Chamber Business News

Debut minor football league brings new football team to Arizona

The Alliance of American Football, a new minor football league debuting next February, has named the Arizona Hotshots as one of its first eight teams. The Hotshots will partner with Arizona State University to play in Sun Devil Stadium.

The organization will host a 12-week football season beginning in February 2019 and ending with a championship game in late April. The alliance has already signed more than 500 players across the eight teams, who come from a wide variety of universities across the nation. Other cities hosting teams include Atlanta, Birmingham, Memphis, Orlando, Salt Lake City, and San Diego.

The Arizona franchise created the name “Hotshots” to honor the countless Arizona firefighters that combat forest fires every year.

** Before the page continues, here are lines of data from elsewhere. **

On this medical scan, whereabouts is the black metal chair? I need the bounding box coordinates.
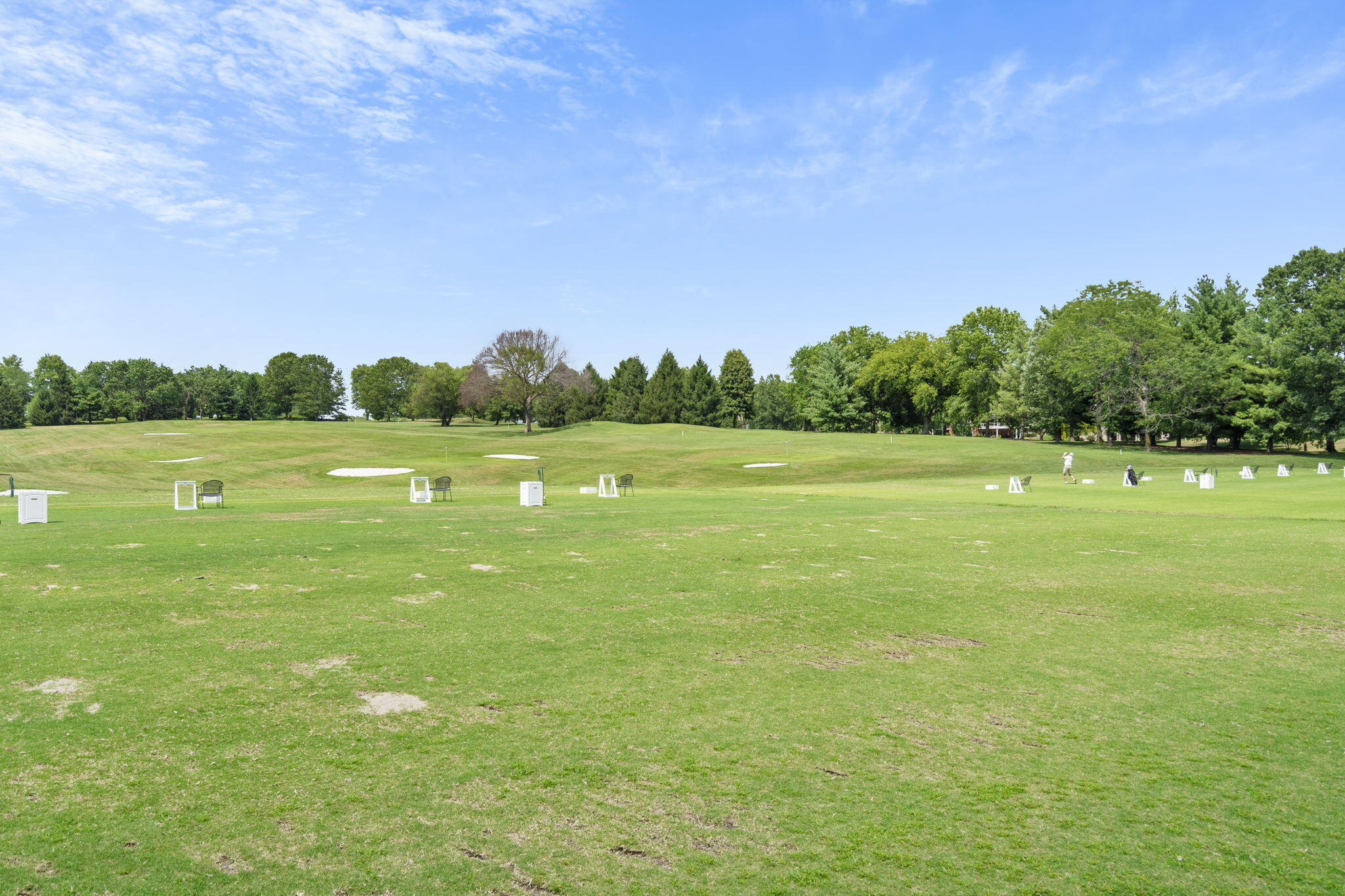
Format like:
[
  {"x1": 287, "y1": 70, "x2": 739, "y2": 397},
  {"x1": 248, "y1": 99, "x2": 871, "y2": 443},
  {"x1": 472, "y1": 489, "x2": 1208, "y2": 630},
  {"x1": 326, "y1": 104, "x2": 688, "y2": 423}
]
[{"x1": 196, "y1": 480, "x2": 225, "y2": 507}]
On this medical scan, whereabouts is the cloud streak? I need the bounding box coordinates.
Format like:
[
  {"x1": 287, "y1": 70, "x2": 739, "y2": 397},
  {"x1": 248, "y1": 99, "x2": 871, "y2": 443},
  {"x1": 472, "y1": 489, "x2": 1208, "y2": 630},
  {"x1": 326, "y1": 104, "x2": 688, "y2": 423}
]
[{"x1": 0, "y1": 0, "x2": 615, "y2": 235}]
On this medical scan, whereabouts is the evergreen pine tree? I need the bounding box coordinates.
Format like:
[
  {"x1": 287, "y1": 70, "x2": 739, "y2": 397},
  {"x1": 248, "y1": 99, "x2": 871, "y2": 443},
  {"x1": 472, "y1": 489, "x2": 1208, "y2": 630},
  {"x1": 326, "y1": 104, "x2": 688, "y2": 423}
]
[
  {"x1": 603, "y1": 354, "x2": 648, "y2": 423},
  {"x1": 635, "y1": 349, "x2": 683, "y2": 423},
  {"x1": 565, "y1": 364, "x2": 607, "y2": 426},
  {"x1": 682, "y1": 357, "x2": 722, "y2": 426},
  {"x1": 720, "y1": 348, "x2": 756, "y2": 427},
  {"x1": 0, "y1": 379, "x2": 23, "y2": 430},
  {"x1": 51, "y1": 366, "x2": 79, "y2": 426}
]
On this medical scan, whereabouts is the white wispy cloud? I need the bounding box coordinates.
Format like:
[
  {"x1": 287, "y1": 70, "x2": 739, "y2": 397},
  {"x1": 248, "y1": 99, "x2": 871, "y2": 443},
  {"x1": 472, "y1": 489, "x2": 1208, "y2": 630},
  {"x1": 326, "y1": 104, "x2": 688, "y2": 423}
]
[
  {"x1": 634, "y1": 35, "x2": 1345, "y2": 212},
  {"x1": 0, "y1": 0, "x2": 615, "y2": 235}
]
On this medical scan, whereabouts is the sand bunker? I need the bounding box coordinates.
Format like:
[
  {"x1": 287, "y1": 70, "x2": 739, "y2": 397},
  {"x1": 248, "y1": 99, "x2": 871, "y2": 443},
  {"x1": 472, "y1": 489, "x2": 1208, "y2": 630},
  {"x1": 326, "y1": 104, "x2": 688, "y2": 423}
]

As explained on the team website, “Hotshot firefighters are highly successful and an essential line of defense in battling the most serious wildfires across the country.” Although the team has not released their jersey design yet, fans can buy select merchandise from the team store.

Arizona Hotshots President Scott Brubaker explains that Arizona is the perfect location for spring football for many reasons. “This is one of the best sports towns in the country. We’ve got every traditional professional sport represented, as well as arena football and the U.S. Open,” Brubaker notes. “Also, the weather is hard to beat between February and April, so that’s important too.”

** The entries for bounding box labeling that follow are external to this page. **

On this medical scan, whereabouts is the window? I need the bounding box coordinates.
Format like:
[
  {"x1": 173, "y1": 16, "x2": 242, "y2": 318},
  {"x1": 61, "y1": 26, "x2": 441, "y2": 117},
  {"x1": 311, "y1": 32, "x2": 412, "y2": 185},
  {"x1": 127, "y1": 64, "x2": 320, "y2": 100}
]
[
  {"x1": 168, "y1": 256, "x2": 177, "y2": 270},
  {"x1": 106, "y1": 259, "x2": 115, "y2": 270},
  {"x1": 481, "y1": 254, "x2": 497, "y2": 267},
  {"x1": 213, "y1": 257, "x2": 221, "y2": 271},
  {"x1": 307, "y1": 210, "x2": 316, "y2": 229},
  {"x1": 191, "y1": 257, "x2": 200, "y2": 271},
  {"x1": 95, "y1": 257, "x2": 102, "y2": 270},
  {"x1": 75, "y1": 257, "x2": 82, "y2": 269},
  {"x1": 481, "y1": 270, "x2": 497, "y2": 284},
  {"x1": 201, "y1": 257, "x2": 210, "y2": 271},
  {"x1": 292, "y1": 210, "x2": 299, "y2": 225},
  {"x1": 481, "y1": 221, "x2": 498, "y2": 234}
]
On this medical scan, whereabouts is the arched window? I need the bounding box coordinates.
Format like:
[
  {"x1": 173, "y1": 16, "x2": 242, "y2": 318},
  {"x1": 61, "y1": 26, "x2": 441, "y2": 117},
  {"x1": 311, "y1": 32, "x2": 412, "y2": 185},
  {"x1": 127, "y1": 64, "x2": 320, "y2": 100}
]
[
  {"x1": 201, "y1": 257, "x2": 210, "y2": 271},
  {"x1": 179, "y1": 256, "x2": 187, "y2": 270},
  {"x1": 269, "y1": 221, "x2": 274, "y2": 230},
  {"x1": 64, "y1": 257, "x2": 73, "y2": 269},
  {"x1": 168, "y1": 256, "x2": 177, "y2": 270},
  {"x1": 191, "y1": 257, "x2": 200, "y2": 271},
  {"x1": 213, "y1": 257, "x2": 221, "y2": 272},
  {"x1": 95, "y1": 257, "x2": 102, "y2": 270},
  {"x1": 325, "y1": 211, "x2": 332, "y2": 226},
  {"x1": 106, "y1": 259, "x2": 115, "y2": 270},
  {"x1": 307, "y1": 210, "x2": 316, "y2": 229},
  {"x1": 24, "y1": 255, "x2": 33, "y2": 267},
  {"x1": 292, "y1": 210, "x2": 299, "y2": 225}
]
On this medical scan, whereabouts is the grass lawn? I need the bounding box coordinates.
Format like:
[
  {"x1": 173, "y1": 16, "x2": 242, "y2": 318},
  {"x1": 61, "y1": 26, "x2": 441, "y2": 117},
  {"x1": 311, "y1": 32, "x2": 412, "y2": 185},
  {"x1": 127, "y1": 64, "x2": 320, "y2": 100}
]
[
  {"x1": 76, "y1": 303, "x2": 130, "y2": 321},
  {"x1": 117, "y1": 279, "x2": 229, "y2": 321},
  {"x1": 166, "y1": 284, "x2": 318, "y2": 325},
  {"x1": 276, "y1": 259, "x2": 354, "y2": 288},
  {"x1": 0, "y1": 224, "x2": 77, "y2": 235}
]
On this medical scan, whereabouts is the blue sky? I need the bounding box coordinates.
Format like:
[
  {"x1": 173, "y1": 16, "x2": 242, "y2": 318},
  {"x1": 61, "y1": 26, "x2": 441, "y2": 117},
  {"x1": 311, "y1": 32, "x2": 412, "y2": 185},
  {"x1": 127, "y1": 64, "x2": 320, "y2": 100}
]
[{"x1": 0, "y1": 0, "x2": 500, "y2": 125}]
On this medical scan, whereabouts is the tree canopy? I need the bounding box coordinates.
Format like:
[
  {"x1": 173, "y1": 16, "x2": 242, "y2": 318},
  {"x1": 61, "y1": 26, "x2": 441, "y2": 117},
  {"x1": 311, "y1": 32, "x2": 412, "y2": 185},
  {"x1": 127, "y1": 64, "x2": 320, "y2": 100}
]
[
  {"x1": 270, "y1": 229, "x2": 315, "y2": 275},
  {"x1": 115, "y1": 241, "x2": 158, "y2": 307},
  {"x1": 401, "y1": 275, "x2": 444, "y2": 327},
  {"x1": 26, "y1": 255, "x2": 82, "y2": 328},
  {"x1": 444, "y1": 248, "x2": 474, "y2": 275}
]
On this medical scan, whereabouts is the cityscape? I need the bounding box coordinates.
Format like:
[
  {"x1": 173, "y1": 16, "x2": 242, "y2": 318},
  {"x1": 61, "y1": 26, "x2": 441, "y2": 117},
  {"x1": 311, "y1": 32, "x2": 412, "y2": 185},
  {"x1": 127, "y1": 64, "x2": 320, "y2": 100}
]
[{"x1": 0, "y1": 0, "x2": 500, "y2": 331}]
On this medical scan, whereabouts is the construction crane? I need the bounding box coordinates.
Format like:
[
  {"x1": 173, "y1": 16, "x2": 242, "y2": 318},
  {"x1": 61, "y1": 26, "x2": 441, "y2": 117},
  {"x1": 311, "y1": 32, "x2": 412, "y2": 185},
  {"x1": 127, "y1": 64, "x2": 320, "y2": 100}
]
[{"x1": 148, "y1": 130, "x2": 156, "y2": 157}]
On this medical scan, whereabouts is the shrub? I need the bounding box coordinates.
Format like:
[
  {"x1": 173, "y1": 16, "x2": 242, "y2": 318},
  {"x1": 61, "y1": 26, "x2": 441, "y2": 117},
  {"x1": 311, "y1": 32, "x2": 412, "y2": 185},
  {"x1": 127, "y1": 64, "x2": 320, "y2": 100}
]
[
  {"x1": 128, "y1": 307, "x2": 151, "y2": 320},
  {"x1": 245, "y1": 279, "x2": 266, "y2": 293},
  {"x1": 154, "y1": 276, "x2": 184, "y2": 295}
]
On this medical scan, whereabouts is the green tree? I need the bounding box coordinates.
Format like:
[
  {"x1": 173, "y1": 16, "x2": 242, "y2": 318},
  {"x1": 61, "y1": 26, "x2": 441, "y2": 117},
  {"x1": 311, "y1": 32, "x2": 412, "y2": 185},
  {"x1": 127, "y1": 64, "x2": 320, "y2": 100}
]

In fact, Brubaker notes that Arizona is one of the premier football locations in the country. “It’s hard to quantify, but it’s really just a football state. Not only the Cardinals, but ASU and UA also have a big following,” Brubaker states. “Also, I was on the original executive committee that originally started the Rattlers in 1992, and it’s grown a lot since then. Football is America’s game, and it’s certainly Arizona’s game as well.”

The Hotshots will also largely impact the state’s economy and businesses. Not only will there be opportunities for partnerships and advertising with AAF and the Hotshots, but it will also create more tax revenue for the state. Brubaker also notes that while there may not necessarily be new job creation, there will certainly be job extensions – with five more home games, concession workers, security guards, ushers, etc. will have more opportunities to work at Sun Devil Stadium.

Closing down the upper dome of the stadium, the Hotshots intend to make their football games a much more intimate experience with “family-oriented pricing,” according to Brubaker. The introduction of the AAF will provide new opportunities for families, businesses, and sports fans across the Valley.